Wisconsin Alumni Research Foundation

Materials & Chemicals
Materials Chemicals
Phosphine Ligands Made Cheaper, Better
WARF: P130268US02

Inventors: Jennifer Schomaker, Robert Grigg, Ryan Van Hoveln

The Wisconsin Alumni Research Foundation (WARF) is seeking commercial partners interested in developing groundbreaking methods for preparing chiral phosphine ligands used in synthetic chemistry.
Enantiomers are pairs of compounds that have the same chemical formula but different spatial structures (like your left and right hand, they are non-superimposable mirror images of each other). This is important because the different structures can have distinct reaction properties. As a result, enantioselectivity, the ability to distinguish and control which enantiomer is being produced and used, is an important ligand production parameter.

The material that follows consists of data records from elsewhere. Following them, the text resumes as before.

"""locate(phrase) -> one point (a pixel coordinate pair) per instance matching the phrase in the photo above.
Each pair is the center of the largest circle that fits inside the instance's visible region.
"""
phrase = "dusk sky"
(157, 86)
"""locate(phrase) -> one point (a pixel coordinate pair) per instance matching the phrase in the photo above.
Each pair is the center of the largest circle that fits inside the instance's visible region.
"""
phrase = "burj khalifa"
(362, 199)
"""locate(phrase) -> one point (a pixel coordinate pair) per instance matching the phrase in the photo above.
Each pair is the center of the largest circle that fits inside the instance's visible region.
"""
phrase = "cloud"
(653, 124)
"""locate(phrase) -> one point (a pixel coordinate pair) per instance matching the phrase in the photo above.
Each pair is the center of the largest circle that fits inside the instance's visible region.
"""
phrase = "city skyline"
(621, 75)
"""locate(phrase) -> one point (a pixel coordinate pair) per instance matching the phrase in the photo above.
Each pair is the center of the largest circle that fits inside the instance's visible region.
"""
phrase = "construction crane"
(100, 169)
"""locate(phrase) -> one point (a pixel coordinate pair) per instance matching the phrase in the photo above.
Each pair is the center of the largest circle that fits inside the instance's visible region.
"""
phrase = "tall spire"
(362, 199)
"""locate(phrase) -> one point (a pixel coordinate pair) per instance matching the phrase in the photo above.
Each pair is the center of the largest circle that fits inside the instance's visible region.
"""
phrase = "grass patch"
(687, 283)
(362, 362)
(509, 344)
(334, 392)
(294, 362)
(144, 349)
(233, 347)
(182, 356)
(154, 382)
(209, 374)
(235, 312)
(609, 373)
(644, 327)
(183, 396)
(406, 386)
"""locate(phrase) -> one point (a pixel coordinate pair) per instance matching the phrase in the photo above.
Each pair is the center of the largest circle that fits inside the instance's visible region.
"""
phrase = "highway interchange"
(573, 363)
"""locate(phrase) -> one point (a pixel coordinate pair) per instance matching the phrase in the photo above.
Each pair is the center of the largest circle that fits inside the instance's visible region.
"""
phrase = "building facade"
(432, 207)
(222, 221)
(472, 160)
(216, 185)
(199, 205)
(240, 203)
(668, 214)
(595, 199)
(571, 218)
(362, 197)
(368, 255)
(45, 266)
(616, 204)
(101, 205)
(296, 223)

Phosphine ligands are key components in many important enantioselective transformations, such as asymmetric Diels-Alder reactions and hydrogenations. Until now, synthesizing these ligands has been expensive and required multiple steps.
The Invention
UW–Madison researchers have developed methods for synthesizing novel classes of chiral phosphine ligands via enantioselective copper-catalyzed halogenation. The process is rapid and flexible, and also can be used to streamline the preparation of known phosphines.

The researchers previously described their ‘recycling’ method for use with aromatic compounds. Now, they have rendered the process enantioselective using an asymmetric bidentate phosphine ligand to produce scaffolds with high enantiomeric purity.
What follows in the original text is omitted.